Presiden terpilih Prabowo Subianto berencana untuk membentuk Badan Penerimaan Negara (BPN) yang berarti akan memisahkan Direktorat Jenderal Pajak dan Ditjen Bea dan Cukai dari Kementerian Keuangan. Berkaitan dengan hal tersebut, Menteri Keuangan Sri Mulyani Indrawati menegaskan tidak ada pemecahan Kementerian Keuangan.
Kepastian tersebut diungkapkan Sri Mulyani usai mendatangi kediaman Prabowo di Jalan Kertanegara, Jakarta Selatan. “Pak Prabowo bicara tentang Kementerian Keuangan sebagai satu kementerian,” kata Sri Mulyani setelah selesai bertemu dengan Prabowo, Senin (14/10).
Sri Mulyani juga mengungkapkan hasil pertemuannya dengan Prabowo juga tidak membahas mengenai pembentukan BPN. “Nggak ada, nggak ada (pembahasan BPN),” ujar Sri Mulyani.
Hal itu berarti kemungkinan rencana Prabowo untuk membentuk BPN tidak akan dilakukan atau masih menunggu proses lain.
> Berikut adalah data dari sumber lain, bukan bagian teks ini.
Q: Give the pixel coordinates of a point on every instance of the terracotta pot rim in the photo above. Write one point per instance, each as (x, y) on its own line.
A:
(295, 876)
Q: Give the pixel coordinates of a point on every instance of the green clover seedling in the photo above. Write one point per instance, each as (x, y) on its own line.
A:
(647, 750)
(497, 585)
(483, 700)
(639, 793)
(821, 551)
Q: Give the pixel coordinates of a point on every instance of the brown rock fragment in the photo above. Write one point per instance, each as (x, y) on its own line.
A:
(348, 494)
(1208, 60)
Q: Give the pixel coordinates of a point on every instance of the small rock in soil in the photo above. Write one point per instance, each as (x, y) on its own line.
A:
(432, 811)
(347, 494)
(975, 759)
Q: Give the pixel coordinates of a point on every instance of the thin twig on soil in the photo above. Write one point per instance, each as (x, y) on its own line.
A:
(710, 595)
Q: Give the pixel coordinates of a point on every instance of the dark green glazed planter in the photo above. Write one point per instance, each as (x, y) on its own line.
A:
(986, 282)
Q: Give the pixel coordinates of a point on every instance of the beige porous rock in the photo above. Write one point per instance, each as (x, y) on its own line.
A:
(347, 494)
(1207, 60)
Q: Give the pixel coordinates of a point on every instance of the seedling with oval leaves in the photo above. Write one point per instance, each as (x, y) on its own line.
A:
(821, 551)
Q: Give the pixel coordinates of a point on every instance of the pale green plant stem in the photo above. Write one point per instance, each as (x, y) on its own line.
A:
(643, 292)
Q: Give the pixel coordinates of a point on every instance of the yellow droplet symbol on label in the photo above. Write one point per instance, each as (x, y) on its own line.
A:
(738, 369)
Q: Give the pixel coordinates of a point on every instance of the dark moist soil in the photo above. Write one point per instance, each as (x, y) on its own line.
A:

Sebab, pemisahan Ditjen Pajak serta Ditjen Bea dan Cukai dengan Kemenkeu, harus melalui merevisi Undang-undang Keuangan Negara.
Untuk itu, Sri Mulyani menegaskan bahwa Kementerian Keuangan masih satu kesatuan. “Iya (Kementerian keuangan masih satu tidak dipisah),” kata Sri Mulyani.
Rencana BPN untuk Mendongkrak Penerimaan Negara
Prabowo berencana menggejot penerimaan negara dalam pemerintahannya. Salah satunya melalui pembentukan BPN, yang sudah disampaikannya saat kampanye Pilpres 2024.
Berkaitan hal tersebut, Tim Kampanye Nasional (TKN) Prabowo-Gibran, Anggawira optimistis upaya tersebut dapat meningkatkan penerimaan negara. "Kan ada badan penerimaan, kita tambal yang bocor-bocor," kata Anggawira saat ditemui di Jakarta, Senin (29/7).
Meskipun begitu, pembentukan badan penerimaan negara belum dapat dipastikan ada pada periode pertama pemerintahan Prabowo. Hanya saja, pembentukan badan tersebut tetap dilakukan. "Disiapkan, tapi kan apakah di tengah periode ini ada badan atau tidak, karena sumber dayanya dari Kementerian Keuangan," ujarnya.
Rencana pembentukan BPN untuk memusatkan pendapatan negara dari sektor pajak, nonpajak, dan bea cukai lewat satu pintu. Rencana ini masuk ke dalam program prioritas Prabowo-Gibran untuk mendongkrak rasio penerimaan pajak terhadap produk domestik bruto (PDB) dari 10% menjadi 23%.